Now when we were younger, we were more resilient and proactive through our seasons. Indeed there were years when winter didn’t come soon enough or we didn’t have enough fluffy snow to get outdoors and skate, or crosscountry ski, run to the nearest hills with our toboggans, or set out for the mountains for some exhilarating down-hill skiing.

Ah, but time marches on and so do our bodies. Eventually we turn to dreams of palm trees and sandy beaches and for us, find paradise in Manzanillo. It’s perfect weather, wonderful people, the Spanish language, delightful food and music, and a whole new culture to explore. Is it any wonder that we look forward to returning every fall?

So this year unfortunately, involved one of our weather surprises. It’s kind of like some naughty little weather leprechauns or snow fairies just waiting for us to be enjoying the late summer. Then deciding to shake up our contentment with a shock to remind us that winter isn’t far off and we best get ready.

On Sept 8th, the ‘jet stream’ slumped south to the Alberta border sucking down an ’arctic low’ while the temperature dove 17 degrees to near zero overnight. Then the colliding warm and cold fronts dropped freezing rain and snow over most of the province. Happily the central areas and north were not hit as badly as the south (which received up to 15 cm of snow) but it was still enough to spread a wet, heavy, white blanket over roads and countryside. Yikes!! I have included a few photos I took from the back door of our home. We were not impressed as you might imagine.

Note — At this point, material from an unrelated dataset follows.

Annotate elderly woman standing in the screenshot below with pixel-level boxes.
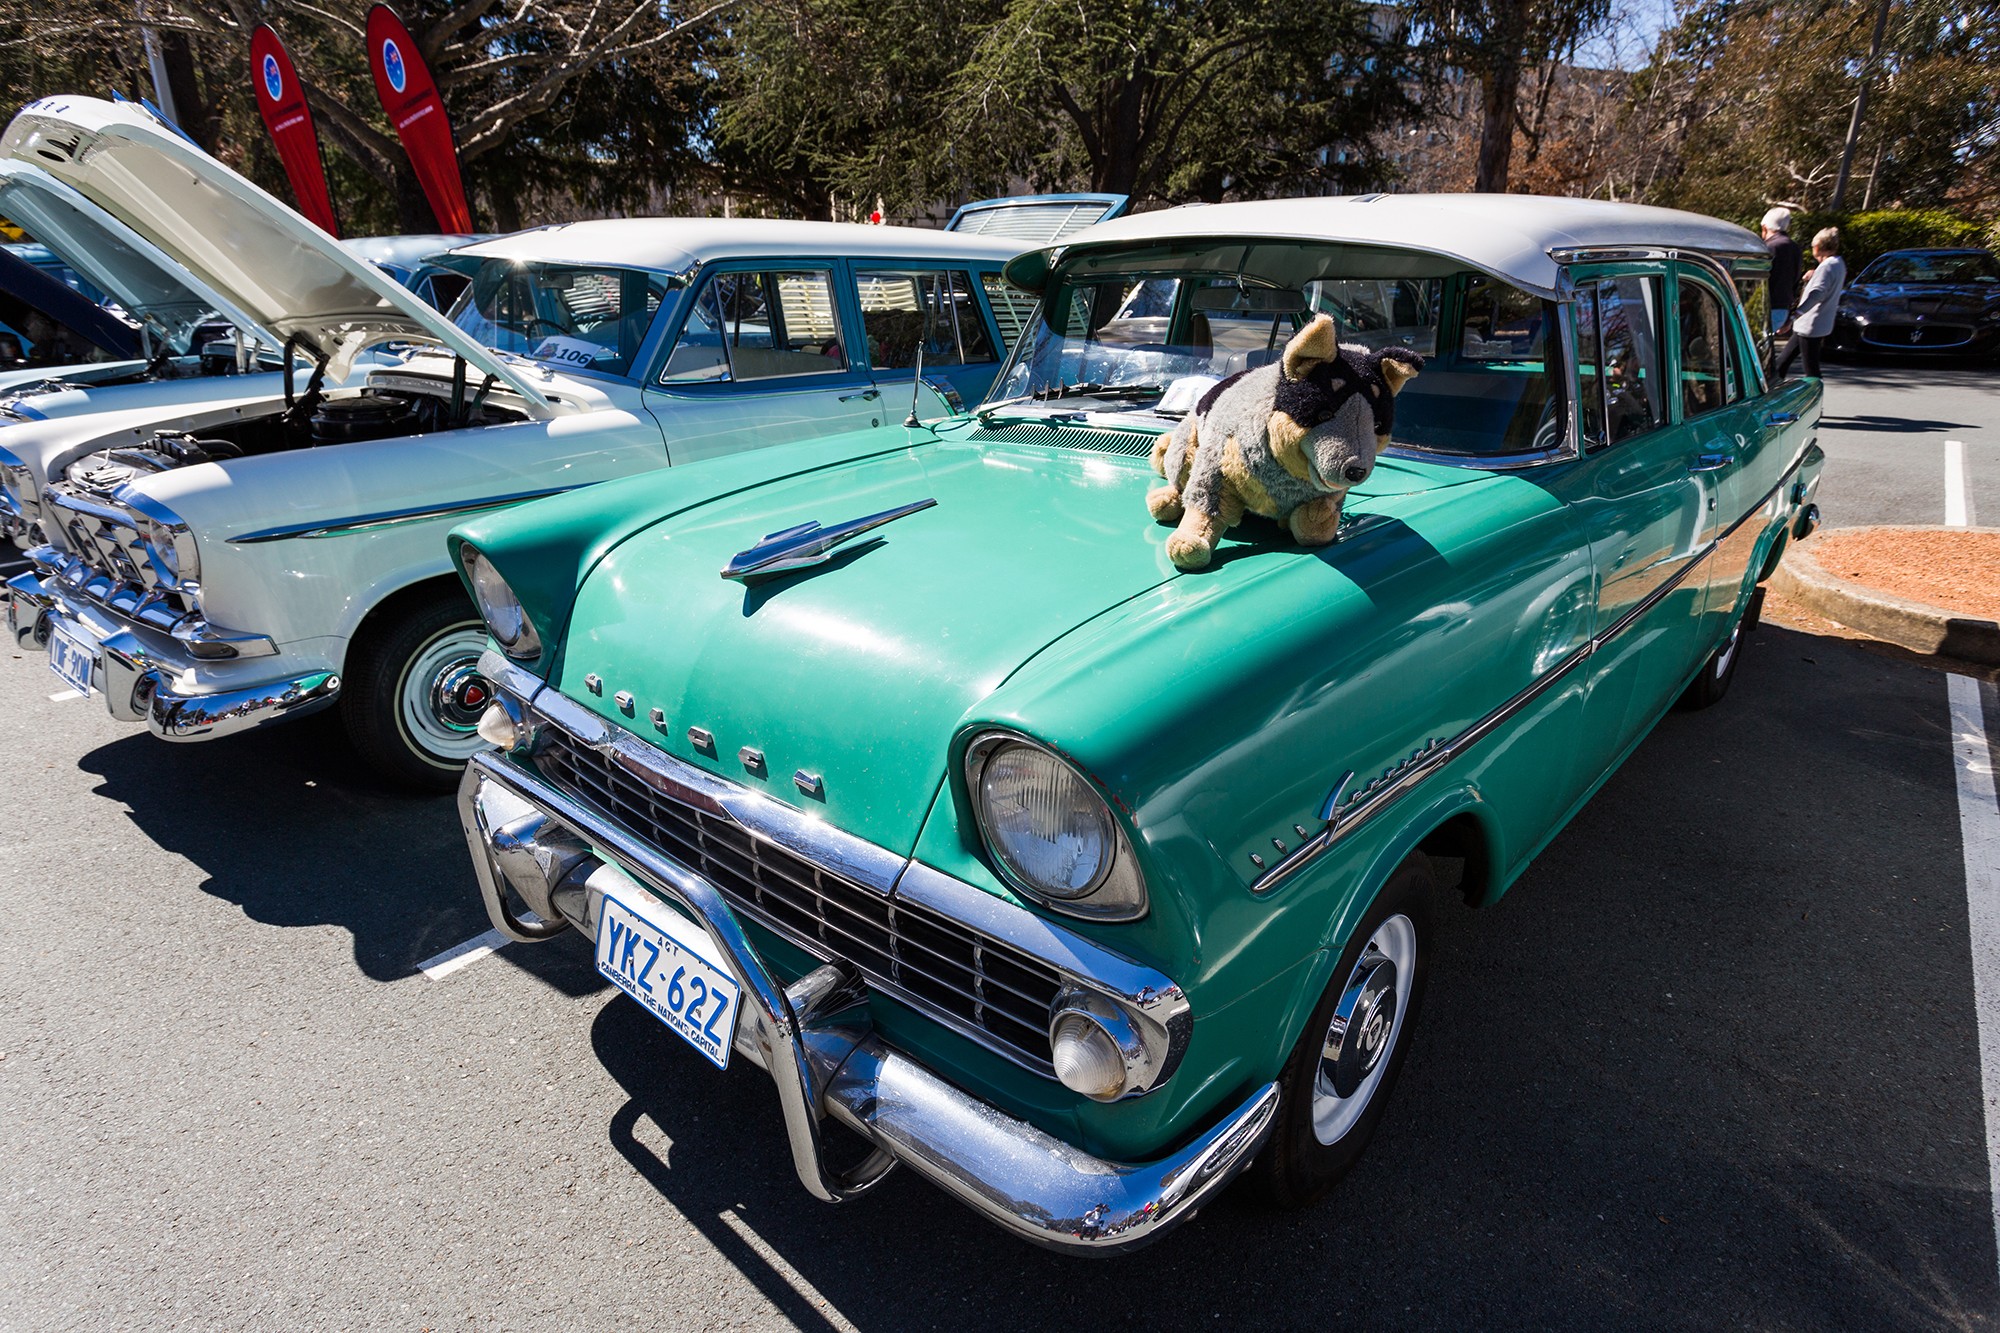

But ever the hardy Canadian woman, I lifted my hanging flower baskets covered in snow and parked them under the gazebo for shelter and hoped that they might survive. Since many of us are smart enough to plant hardy ‘zone appropriate’ breeds of flowers, they often survive temperatures around the freezing point. I thought for sure I’d lost my pansies and petunias. But, as the snow melted away it took a couple of days, and they still lifted their sagging blossom’s and began to carry on for the rest of the late summer season (see photos taken Sept. 19th almost 10 days later.) In fact there are new buds coming. Isn’t nature amazing?

And now the countdown begins as we prepare for our much anticipated return to our second home in beautiful Manzanillo. This is where we can watch the surf, marvel at the beauty of the area and thank our lucky stars that we took the plunge to find property in this wonderful location for our winters. Smiling faces on old and new friends welcome us back each year! We can hardly wait! It’s like coming home. Again!